Abschlussfest der Lehrerinnen und Lehrer am Schwarzen See auch zu unseren "Ehren".

Mittwoch, 01. Juni: Heute hieß es Abschiednehmen von Slawgorod und wieder in   Richtung Minsk abzufahren. Mit herzlichem Dank verabschiedeten wir uns von unseren Gastgebern (welche uns ihr komplettes Haus zur Verfügung  gestellte hatten und selbst ausgezogen sind) Valentin brachte uns wieder nach Minsk. Unterwegs kauften wir in Mogilev noch ein paar Kleinigkeiten für die Slawgoroder Sportjugend ein, die wir am Sonntag bestellt hatten und nicht vorrätig waren. Gegen Abend war dann wieder das Hotel erreicht.

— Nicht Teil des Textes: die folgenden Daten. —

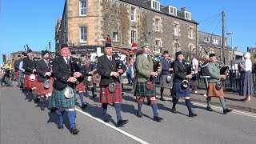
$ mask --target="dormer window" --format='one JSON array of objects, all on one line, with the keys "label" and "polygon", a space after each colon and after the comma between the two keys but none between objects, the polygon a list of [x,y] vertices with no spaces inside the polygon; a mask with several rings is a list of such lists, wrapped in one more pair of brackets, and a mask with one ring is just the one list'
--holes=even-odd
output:
[{"label": "dormer window", "polygon": [[191,13],[188,11],[184,11],[185,12],[185,18],[191,20]]},{"label": "dormer window", "polygon": [[151,8],[160,10],[160,2],[156,0],[151,0]]},{"label": "dormer window", "polygon": [[169,14],[177,16],[177,8],[172,6],[169,6]]}]

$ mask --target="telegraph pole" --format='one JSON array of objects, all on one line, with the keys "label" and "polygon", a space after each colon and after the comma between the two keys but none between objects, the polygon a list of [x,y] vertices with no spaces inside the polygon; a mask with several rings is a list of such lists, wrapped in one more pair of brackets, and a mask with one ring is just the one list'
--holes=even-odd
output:
[{"label": "telegraph pole", "polygon": [[222,11],[222,63],[225,65],[225,10]]}]

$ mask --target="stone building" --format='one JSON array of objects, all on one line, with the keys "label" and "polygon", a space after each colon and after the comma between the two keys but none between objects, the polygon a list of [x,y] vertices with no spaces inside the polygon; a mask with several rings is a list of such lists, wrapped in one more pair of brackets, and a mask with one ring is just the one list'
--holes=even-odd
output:
[{"label": "stone building", "polygon": [[67,43],[80,53],[88,49],[100,55],[110,35],[115,47],[140,47],[147,41],[155,53],[188,54],[198,46],[198,25],[185,7],[178,10],[157,0],[66,0],[55,27],[55,51]]}]

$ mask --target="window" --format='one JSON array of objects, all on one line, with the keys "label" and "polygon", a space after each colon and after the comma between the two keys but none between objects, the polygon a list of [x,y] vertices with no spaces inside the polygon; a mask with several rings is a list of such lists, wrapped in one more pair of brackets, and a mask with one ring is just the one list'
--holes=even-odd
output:
[{"label": "window", "polygon": [[87,41],[87,27],[80,27],[80,42],[86,42]]},{"label": "window", "polygon": [[117,42],[118,41],[118,33],[114,32],[113,33],[113,38],[112,38],[113,41]]},{"label": "window", "polygon": [[210,42],[210,37],[203,37],[203,41],[206,42]]},{"label": "window", "polygon": [[136,18],[135,7],[130,8],[130,21],[134,22]]},{"label": "window", "polygon": [[191,13],[190,13],[188,11],[185,11],[185,18],[191,20]]},{"label": "window", "polygon": [[86,15],[87,2],[86,1],[80,1],[79,14],[80,16]]},{"label": "window", "polygon": [[178,24],[174,24],[174,35],[178,36]]},{"label": "window", "polygon": [[213,44],[218,45],[218,38],[213,38]]},{"label": "window", "polygon": [[169,6],[169,14],[177,16],[177,8],[172,6]]},{"label": "window", "polygon": [[154,51],[157,53],[160,53],[161,50],[160,50],[160,41],[159,40],[156,40],[155,41],[155,46],[154,46]]},{"label": "window", "polygon": [[160,10],[160,2],[156,0],[151,0],[151,8]]},{"label": "window", "polygon": [[131,30],[130,33],[130,43],[136,42],[136,31]]},{"label": "window", "polygon": [[160,31],[160,19],[155,19],[155,30]]},{"label": "window", "polygon": [[193,39],[193,28],[190,28],[190,38]]}]

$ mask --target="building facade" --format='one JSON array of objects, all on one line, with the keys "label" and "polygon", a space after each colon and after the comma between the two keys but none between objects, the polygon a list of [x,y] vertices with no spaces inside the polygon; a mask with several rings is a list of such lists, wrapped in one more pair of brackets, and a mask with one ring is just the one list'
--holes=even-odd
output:
[{"label": "building facade", "polygon": [[55,28],[56,50],[67,43],[100,55],[110,35],[114,47],[138,47],[145,42],[151,50],[171,56],[178,50],[190,54],[198,46],[198,25],[182,7],[162,6],[157,0],[66,0]]}]

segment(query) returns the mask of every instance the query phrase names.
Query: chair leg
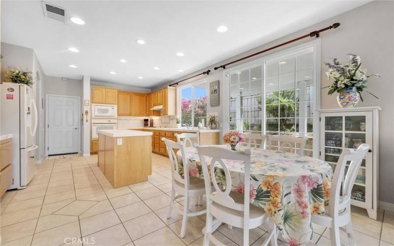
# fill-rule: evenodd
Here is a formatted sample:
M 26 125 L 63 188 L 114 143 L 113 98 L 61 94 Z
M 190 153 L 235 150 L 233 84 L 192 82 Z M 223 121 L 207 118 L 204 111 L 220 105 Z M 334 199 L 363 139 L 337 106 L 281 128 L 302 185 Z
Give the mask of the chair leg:
M 348 235 L 349 239 L 349 245 L 354 246 L 357 244 L 356 241 L 356 237 L 353 233 L 353 227 L 352 225 L 352 221 L 349 222 L 349 223 L 345 226 L 345 230 L 346 231 L 346 234 Z
M 185 237 L 186 234 L 186 225 L 188 223 L 188 213 L 189 213 L 189 204 L 190 199 L 189 196 L 185 196 L 185 203 L 183 204 L 183 218 L 182 220 L 182 228 L 181 228 L 181 238 Z
M 174 200 L 175 197 L 175 190 L 172 189 L 171 191 L 171 201 L 169 203 L 169 208 L 168 208 L 168 213 L 167 214 L 167 218 L 171 217 L 171 213 L 172 213 L 172 206 L 174 205 Z
M 204 246 L 208 246 L 209 245 L 209 238 L 208 236 L 212 233 L 212 232 L 213 219 L 213 217 L 212 217 L 212 215 L 209 213 L 207 213 L 206 222 L 205 222 L 205 231 L 204 233 L 204 241 L 202 243 L 202 245 Z
M 340 239 L 339 227 L 336 225 L 332 225 L 332 227 L 329 228 L 329 238 L 331 241 L 331 245 L 337 246 L 341 245 Z

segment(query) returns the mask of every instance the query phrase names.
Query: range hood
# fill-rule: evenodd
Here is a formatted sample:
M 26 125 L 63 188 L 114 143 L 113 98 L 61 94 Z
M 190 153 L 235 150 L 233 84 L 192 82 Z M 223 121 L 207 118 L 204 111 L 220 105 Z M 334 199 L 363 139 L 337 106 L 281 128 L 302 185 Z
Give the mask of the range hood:
M 155 106 L 151 109 L 151 110 L 162 110 L 163 109 L 163 105 Z

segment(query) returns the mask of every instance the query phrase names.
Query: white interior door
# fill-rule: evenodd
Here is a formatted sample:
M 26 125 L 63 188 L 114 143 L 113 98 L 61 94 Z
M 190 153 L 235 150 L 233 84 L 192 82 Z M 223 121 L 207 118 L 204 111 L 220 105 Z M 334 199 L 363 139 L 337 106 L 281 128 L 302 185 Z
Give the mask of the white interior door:
M 48 154 L 78 152 L 78 99 L 48 97 Z

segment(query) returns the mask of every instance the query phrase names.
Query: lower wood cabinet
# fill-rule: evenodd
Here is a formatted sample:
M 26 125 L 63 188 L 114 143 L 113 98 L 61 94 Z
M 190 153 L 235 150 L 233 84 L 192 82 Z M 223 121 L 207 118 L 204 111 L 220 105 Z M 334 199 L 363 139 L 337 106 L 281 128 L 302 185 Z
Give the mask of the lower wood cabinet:
M 90 153 L 97 153 L 98 151 L 98 140 L 92 139 L 90 141 Z

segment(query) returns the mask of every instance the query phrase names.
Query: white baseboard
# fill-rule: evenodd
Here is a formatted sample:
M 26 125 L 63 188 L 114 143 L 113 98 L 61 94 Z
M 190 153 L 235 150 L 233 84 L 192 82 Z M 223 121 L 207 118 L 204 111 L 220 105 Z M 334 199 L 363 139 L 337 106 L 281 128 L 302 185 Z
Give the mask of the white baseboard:
M 378 202 L 378 207 L 385 210 L 394 212 L 394 204 L 393 203 L 379 201 Z

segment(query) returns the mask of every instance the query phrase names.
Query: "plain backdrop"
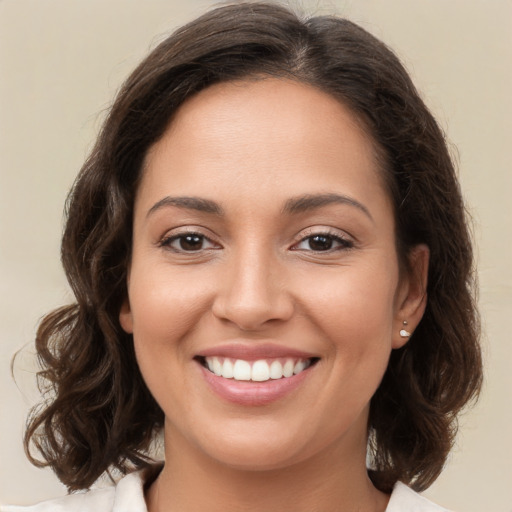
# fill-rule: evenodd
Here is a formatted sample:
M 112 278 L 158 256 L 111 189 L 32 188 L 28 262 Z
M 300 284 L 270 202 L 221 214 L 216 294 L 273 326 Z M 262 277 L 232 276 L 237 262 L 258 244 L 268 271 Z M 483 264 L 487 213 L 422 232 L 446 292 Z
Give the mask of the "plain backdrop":
M 25 459 L 38 319 L 71 300 L 59 263 L 66 193 L 121 81 L 213 2 L 0 0 L 0 502 L 65 492 Z M 297 5 L 297 4 L 296 4 Z M 387 42 L 458 160 L 479 247 L 486 383 L 426 493 L 460 512 L 512 511 L 512 2 L 303 0 Z M 10 361 L 24 348 L 15 369 Z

Donnerstag, ´02. Juni: Heute war unser letzter Einkaufstag. Schon am Morgen kamen Valentin und Nikolai, die Direktoren des Sonderschul-Internats Rudensk beim Hotel an. Dort trennten wir uns, denn ein Teil unserer Gruppe wollte noch eine Stadtrundfahrt machen, denn die Warterei beim stundenlangen Einkaufen ist nicht sehr unterhaltsam, auch wenn anschließend noch ein Besuch im Internat Rudensk geplant war. Am Abend trafen wir uns dann wieder zu einem "Abschiedsbierle" vor dem Hotel.

 Am nächsten Tag ging´s dann in Richtung Heimat.

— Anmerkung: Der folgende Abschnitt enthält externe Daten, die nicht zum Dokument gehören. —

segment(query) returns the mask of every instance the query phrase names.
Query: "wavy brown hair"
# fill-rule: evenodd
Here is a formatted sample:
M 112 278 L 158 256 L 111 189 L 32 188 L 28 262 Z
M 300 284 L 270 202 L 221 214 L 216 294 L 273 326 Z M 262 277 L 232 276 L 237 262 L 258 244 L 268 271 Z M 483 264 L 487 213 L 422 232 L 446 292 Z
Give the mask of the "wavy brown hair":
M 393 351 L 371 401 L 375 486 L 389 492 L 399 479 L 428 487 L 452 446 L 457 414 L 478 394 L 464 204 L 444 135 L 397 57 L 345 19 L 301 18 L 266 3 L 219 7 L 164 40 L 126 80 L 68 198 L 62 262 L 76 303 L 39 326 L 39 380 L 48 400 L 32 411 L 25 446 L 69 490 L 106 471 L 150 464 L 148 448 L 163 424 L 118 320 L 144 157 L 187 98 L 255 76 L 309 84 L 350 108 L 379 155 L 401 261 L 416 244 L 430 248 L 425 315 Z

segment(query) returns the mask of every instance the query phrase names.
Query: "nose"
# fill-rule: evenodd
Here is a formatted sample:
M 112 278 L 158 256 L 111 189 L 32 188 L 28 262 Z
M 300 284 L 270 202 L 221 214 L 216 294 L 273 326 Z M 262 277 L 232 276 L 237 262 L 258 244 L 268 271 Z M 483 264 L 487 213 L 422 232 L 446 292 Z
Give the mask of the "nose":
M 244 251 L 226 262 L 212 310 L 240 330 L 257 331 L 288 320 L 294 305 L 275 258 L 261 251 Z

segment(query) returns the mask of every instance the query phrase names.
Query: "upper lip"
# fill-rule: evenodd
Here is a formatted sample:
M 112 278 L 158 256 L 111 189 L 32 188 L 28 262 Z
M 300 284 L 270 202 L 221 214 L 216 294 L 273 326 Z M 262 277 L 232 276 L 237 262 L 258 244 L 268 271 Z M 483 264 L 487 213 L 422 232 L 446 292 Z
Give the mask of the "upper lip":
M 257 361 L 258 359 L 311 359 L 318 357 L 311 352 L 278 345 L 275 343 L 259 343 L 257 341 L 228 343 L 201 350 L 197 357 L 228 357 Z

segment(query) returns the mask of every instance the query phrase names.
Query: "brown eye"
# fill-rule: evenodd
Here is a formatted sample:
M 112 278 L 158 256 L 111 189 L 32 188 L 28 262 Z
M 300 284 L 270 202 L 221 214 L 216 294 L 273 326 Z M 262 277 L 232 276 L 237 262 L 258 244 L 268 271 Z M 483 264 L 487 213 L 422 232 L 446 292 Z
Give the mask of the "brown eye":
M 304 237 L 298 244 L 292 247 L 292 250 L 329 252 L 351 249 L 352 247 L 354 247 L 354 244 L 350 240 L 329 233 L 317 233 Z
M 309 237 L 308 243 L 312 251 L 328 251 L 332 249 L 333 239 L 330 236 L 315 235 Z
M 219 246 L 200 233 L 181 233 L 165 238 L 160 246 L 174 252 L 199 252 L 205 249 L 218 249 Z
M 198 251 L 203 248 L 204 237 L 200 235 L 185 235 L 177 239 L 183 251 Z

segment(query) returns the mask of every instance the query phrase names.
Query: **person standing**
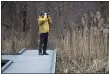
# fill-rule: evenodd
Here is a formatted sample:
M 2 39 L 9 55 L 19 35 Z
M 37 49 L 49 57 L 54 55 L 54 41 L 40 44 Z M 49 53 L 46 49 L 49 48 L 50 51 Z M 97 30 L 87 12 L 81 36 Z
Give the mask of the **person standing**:
M 38 28 L 40 34 L 39 55 L 48 55 L 46 50 L 47 50 L 49 26 L 51 25 L 51 23 L 52 23 L 51 17 L 47 13 L 41 12 L 38 18 Z

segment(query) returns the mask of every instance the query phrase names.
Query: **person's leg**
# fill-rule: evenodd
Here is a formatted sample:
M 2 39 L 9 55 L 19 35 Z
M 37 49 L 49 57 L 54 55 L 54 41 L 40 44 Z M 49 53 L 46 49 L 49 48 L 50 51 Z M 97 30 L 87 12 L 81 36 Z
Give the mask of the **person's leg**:
M 39 42 L 39 54 L 42 54 L 42 45 L 44 43 L 44 34 L 40 34 L 40 42 Z
M 47 50 L 47 42 L 48 42 L 48 33 L 45 33 L 44 36 L 44 46 L 43 46 L 43 54 L 47 54 L 46 50 Z

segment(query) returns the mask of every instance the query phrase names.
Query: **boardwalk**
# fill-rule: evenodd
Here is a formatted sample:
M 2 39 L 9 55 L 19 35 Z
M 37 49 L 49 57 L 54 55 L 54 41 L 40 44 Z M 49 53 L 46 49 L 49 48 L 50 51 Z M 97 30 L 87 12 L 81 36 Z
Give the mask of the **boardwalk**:
M 3 73 L 55 73 L 56 50 L 47 50 L 49 55 L 38 55 L 38 50 L 25 50 L 19 55 L 2 55 L 12 60 Z

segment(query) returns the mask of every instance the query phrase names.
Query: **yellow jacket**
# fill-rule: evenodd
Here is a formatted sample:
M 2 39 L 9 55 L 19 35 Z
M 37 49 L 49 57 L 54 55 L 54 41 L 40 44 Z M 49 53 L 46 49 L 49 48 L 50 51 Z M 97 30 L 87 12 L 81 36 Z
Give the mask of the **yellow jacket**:
M 48 22 L 49 21 L 49 22 Z M 51 23 L 51 18 L 50 16 L 39 16 L 38 18 L 38 27 L 39 27 L 39 33 L 47 33 L 49 32 L 49 25 Z

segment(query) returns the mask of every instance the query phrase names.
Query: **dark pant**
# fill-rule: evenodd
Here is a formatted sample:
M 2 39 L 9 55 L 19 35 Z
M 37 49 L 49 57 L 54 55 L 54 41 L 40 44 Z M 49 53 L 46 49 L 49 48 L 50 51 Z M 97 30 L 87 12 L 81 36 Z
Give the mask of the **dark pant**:
M 39 53 L 42 52 L 42 47 L 43 47 L 43 53 L 46 52 L 47 42 L 48 42 L 48 33 L 41 33 L 40 34 L 40 43 L 39 43 Z

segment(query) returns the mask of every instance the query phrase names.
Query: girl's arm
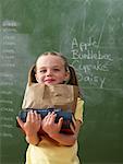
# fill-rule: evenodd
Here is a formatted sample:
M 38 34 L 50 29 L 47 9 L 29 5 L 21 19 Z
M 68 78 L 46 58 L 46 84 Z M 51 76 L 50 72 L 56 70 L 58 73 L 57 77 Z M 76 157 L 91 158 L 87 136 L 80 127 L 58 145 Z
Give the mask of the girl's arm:
M 63 134 L 60 133 L 63 118 L 60 118 L 59 122 L 56 124 L 56 116 L 57 115 L 54 113 L 51 113 L 45 117 L 45 119 L 41 122 L 44 131 L 46 131 L 50 138 L 58 141 L 62 145 L 73 145 L 77 140 L 82 122 L 79 120 L 76 120 L 74 134 Z

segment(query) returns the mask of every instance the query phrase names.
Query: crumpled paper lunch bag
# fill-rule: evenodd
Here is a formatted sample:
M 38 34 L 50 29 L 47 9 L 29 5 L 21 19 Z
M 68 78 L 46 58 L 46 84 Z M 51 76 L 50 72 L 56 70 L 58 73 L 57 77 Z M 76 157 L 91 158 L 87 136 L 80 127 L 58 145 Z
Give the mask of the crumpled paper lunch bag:
M 40 83 L 27 84 L 22 108 L 61 108 L 73 112 L 76 107 L 78 89 L 75 85 Z

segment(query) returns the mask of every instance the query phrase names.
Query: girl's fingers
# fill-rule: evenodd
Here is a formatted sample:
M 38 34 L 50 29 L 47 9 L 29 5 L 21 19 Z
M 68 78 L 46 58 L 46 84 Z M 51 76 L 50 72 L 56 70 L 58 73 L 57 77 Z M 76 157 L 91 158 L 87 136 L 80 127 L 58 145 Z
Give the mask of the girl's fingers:
M 24 122 L 19 117 L 16 117 L 16 120 L 17 120 L 19 125 L 21 126 L 21 128 L 23 129 L 24 128 Z

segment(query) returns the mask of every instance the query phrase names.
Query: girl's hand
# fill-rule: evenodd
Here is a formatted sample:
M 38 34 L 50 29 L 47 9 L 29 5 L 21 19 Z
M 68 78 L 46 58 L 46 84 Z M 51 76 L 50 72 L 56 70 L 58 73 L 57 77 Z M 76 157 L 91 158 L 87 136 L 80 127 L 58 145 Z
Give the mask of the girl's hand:
M 23 122 L 19 117 L 16 119 L 26 136 L 36 134 L 40 129 L 41 117 L 36 112 L 28 112 L 26 122 Z
M 49 136 L 51 133 L 57 134 L 61 130 L 63 118 L 61 117 L 59 119 L 59 122 L 57 124 L 57 122 L 54 122 L 56 117 L 57 117 L 57 114 L 54 114 L 54 112 L 52 112 L 52 113 L 48 113 L 48 115 L 41 120 L 41 128 Z

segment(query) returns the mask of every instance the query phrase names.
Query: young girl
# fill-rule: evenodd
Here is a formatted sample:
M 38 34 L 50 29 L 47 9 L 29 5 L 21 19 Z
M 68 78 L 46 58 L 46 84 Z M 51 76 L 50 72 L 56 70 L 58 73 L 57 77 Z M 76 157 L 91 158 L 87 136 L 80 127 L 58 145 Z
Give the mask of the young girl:
M 64 56 L 59 52 L 45 52 L 38 57 L 30 74 L 32 82 L 45 84 L 72 84 L 78 85 L 74 69 L 69 66 Z M 26 152 L 26 164 L 79 164 L 77 157 L 77 136 L 83 124 L 83 99 L 79 93 L 75 109 L 74 134 L 60 133 L 63 119 L 56 124 L 56 114 L 49 113 L 42 120 L 37 113 L 29 112 L 26 122 L 17 117 L 17 122 L 25 131 L 26 141 L 29 143 Z M 52 139 L 38 131 L 42 130 Z M 54 141 L 59 144 L 56 144 Z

Dank der wiederum großzügigen Spenden für diese Hilfsfahrt konnten wir (mit einem Restbetrag aus dem Vorjahr) rund 13.150,00 € (290.000.000,00 belarussische Rubel) für die Hilfe ausgeben:

Im Einzelnen waren dies:

. Sportjugend in Slawgorod                                      -:  1 033.52 € 

.Schule in Gischenka                                               -:  6 444,63 €

. MC-Kranke in Minsk                                                -:    600,00 €

. Sonderschul-Internat in Rudensk                             -:  3 070,63 €

. Behinderte Kinder "Offene Tür"                                 -: 2 000,00 €

Wir sollen alle Spenderinnen und Spender sehr, sehr herzlich grüßen und vor Allem ganz herzlich danken. Die Menschen in Belarus können es gar nicht fassen, dass wir aus Pfalzgrafenweiler nun schon über 20 Jahre helfen.

Auch mir persönlich ist es ein großes Anliegen allen die zu diesem Spenderfolg beigetragen haben zu danken.